Kasuko et Yuki faisaient face aux invités, s’apprêtant aux embrassades quand la Miko s’approcha d’eux. À demi pliée dans un profond saikeirei, salut très solennel, elle présenta au couple par-dessus sa tête, une petite enveloppe de papier rouge qu’elle serrait à deux mains. Emiko pensa de suite au premier cadeau, celui offert traditionnellement par les parents de la mariée. Il s’agissait là, de faire passer de mère en fille quelques aiguilles à coudre, symbole du travail minutieux qui affirme l’allégeance et le respect de l’épouse soumise à son époux.
Masami porta sa main à sa bouche, étouffant un hoquet. Cela n’était pas prévu.
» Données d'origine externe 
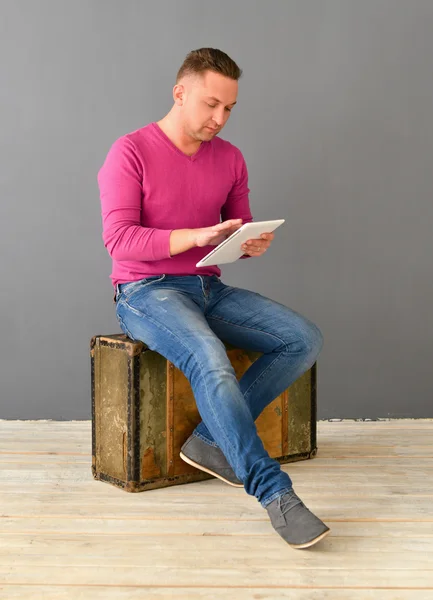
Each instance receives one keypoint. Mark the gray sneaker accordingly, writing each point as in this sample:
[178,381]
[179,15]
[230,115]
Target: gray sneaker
[294,522]
[210,459]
Kasuko, surprise elle aussi, ouvrit l’enveloppe, qui normalement n’a pas besoin de l’être puisqu’on sait ce qu’elle contient. De petits fragments d’aiguilles à coudre brisées tintèrent en tombant au sol.
Yuki en avait assez de cette tension. Ichi n’était vraiment pas drôle. Avec un sourire effronté, d’une main, elle enlaça celle de la femme qui allait maintenant partager sa vie, de l’autre elle retint son kimono et s’avança dans l’allée, foulant le tapis d’aiguilles sans s’en soucier davantage. On n’allait pas gâcher ce jour si merveilleux. Le jour ou enfin, elle avait pu épouser celle qu’elle aimait.


Ps : Les japonais ont un petit nom pour toutes les petites choses de la vie. J’en ai piqué quelques-uns dans la liste. Ma version du Hari Kuyo en fait partie depuis peu, il s’agit de la cérémonie des aiguilles à coudre brisées qui clos les mariages un peu particuliers.